Editorials
ARIZONA HIGHWAYS
Published in the Interest of Good Roads by the ARIZONA HIGHWAY DEPARTMENT
ARIZONA HIGHWAYS TOURIST SERVICE A VITAL NECESSITY
Many service stations and garages are not providing the touring information that visitors to our state are entitled to. The Twelfth legislature will be asked to appropriate $150,000 to advertise the state nationally, yet hundreds of service station operators are woefully ignorant relative to highway and scenic questions. If we are to make the most of the sum to be expended to bring new tourists and settlers to our state we must educate ourselves in the vernacular of the wellinformed travel director.
The writer picked two large Phoenix service stations at random to ask two questions: “How do I get to Oak Creek Canyon?” and “How is the highway to Douglas?” Attendants scurried for highway maps, spent five minutes finding the points in question and then engaged among themselves in a bitter argument over how to reach Oak Creek and whether the road was paved the entire route from Phoenix to Douglas.
ARIZONA HIGHWAYS is anxious to lend its support to an organized school of travel information. The responsibility lies with the big oil companies and to them we pledge our co-operation in the organization of periodic classes under the leadership of men and women trained to answer questions asked by the traveling public.
Fortunately, the Arizona Highway Patrol is trained along these lines. Border patrol stations are doing much to guide the unseasoned Arizona traveler. Hundreds of cars whose destination is elsewhere are caused to tarry among our scenic attractions when told the proper routes and what may be seen.
Every garage man, every hotel and restaurant proprietor, and every filling station attendant should have on hand a quantity of highway maps which may be secured free of charge from the Highway department.
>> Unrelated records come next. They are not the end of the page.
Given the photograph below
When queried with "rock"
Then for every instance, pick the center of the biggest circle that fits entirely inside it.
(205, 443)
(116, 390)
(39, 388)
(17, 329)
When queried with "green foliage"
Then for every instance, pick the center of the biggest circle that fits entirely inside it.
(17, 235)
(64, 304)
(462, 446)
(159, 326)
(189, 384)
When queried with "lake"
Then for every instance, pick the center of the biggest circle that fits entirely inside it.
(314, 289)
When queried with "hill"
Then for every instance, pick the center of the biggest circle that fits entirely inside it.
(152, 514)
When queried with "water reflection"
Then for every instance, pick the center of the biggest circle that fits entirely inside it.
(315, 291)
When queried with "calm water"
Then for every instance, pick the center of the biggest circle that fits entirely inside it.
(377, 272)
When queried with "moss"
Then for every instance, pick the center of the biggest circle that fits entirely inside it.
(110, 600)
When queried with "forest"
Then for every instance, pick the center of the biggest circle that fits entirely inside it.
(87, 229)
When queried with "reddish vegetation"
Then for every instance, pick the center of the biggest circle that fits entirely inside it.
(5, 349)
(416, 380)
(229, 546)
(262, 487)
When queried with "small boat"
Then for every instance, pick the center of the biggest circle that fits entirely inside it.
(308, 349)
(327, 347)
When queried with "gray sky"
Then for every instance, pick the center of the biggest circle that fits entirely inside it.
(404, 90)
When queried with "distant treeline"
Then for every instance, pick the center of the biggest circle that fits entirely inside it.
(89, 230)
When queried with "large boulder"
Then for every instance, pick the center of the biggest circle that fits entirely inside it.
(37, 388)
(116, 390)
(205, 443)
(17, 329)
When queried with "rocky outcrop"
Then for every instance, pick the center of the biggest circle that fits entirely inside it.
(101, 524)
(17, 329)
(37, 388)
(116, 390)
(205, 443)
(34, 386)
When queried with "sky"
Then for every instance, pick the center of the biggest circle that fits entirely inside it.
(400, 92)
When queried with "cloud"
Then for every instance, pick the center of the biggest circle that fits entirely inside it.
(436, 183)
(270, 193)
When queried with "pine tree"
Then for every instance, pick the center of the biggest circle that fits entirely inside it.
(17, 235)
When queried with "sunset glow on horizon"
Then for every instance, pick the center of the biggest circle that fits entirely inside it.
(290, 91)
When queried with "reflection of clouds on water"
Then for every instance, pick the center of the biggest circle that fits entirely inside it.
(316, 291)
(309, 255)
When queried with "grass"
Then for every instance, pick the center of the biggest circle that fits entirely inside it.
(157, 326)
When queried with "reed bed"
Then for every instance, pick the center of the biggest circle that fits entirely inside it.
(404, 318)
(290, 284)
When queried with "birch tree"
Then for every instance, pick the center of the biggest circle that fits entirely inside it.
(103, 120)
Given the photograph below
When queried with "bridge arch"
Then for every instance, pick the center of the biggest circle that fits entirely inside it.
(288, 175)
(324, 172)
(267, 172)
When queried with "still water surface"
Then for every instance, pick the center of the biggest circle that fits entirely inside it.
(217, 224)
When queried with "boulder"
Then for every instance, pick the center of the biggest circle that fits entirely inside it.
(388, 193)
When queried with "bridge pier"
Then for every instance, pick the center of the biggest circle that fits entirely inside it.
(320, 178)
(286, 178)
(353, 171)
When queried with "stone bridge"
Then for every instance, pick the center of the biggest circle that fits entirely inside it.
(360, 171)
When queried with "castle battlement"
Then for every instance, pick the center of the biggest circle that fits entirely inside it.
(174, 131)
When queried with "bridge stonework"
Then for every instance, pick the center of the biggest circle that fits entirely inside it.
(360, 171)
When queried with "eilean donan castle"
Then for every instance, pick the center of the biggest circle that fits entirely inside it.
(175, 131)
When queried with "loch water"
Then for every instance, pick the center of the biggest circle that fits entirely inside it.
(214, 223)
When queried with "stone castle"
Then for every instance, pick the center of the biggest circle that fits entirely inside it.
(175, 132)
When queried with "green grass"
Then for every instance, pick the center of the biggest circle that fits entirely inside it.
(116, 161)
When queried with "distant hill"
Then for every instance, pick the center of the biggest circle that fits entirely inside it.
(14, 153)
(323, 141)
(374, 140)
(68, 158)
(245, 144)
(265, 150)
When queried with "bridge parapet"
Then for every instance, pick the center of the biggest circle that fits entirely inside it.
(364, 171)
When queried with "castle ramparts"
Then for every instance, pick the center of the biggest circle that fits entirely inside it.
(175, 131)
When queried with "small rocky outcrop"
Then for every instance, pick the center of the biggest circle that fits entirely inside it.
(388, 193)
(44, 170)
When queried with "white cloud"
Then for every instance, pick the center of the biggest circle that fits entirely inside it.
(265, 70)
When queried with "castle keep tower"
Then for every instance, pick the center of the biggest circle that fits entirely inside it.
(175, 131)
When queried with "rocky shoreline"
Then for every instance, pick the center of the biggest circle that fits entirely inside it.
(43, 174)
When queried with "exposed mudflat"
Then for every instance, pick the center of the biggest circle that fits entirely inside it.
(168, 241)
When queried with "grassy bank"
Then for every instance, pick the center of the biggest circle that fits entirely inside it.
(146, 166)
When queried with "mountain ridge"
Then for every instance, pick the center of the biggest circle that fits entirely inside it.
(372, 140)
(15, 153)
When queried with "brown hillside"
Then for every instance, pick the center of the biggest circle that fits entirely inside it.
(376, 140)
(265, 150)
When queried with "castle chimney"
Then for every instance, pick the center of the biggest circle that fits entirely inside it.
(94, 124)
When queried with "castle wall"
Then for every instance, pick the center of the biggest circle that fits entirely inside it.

Maps of our National Parks and Monuments may be secured either from Washington or from the various Parks and Monuments.
OUR COVER PICTURE
The picture is the work of Norman G. Wallace. It is a striking study of Mission San Jose De Tumacacori, located 49 miles south of Tucson and 19 miles north of Nogales. It is the subject of the story in this issue dealing with the creation of a museum at the monument. Interesting Tumacacori was founded by the Jesuit priest, missionary, and explorer, Father Eusebio Francisco Kino, about 1691.
LIFTING THE MYSTERIOUS VEIL
To those readers who enjoy stories of the dim past this issue of ARIZONA HIGHWAYS will offer a distinct appeal. Your attention is directed to “An Arizona Trail to Yesterday,” “The Lost Mine of the Stars,” and “Tumacacori, Priestly Monument.” The writers have succeeded in brushing aside that mysterious veil which divides the present from the dim and distant past. They have done so, in some cases, at the risk of life and in all cases after much research and toil.